评估年龄(I)对正常个体左心室(VE)收缩时间间期、S2O间期、脉搏传播时间(TTP)以及心尖搏动图(ACG)a波相对振幅(Aa%)的影响。
对202名经临床和心电图检查判定为正常的受试者进行研究。他们的年龄(I)为38±13岁(平均±1标准差),其中男性125名,女性77名。同时记录心电图(ECG)、心音图、ACG和颈动脉脉搏描记图(PC)。测定以下间期:机电间期(IEM)——从ECG的QRS波群起始点至ACG大波波峰上升支(A点);机械收缩期(SM)——从ACG的A点至第二心音主动脉成分的首次高频振动起始点(S2);射血期(FE)——从PC上升支起始点至其重搏波切迹最低点(ID);等容收缩时间(FIS)——用SM持续时间减去FE持续时间;S2O间期——从S2至ACG的O点(最低点);Aa%——a波振幅与ACG总振幅的关系百分比;脉搏传播时间——从S2至ID。研究I(以年表示)与上述变量之间具有统计学意义的相关性(p<0.05)。

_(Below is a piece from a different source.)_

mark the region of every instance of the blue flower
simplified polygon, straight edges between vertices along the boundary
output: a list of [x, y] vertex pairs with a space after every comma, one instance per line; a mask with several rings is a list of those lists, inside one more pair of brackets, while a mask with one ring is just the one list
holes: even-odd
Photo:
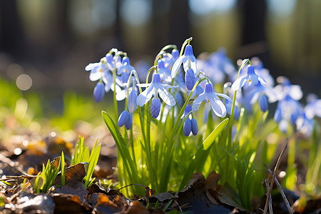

可以证实:a)IEM和FIS间期与I无显著相关性;b)FE与I呈线性、正性且显著的相关性(r = 0.222);c)在各考虑的年龄组(14 - 34岁、35 - 49岁、50 - 69岁)中,FE与心率(FC)之间的相关性无显著差异;d)S2O间期与FC呈线性、负性且显著的相关性(r = -0.196),与I呈线性、正性且显著的相关性(r = 0.392);e)S2O、I和FC之间的多元回归方程为:S2O = 70 - 0.36×FC + 0.55×I;f)Aa%与I呈线性、正性且显著的相关性(r = 0.252);g)TTP与I呈线性、负性且显著的相关性(r = -0.793)。
a)FE随I增加,可能与衰老过程中后负荷增加有关;b)S2O间期随I增加,反映了与衰老相关的舒张时间延长;c)Aa%随I增加,表明与衰老相关的VE顺应性降低;d)TTP随I降低,与衰老后脉搏波速度增加有关,这归因于主动脉僵硬度增加。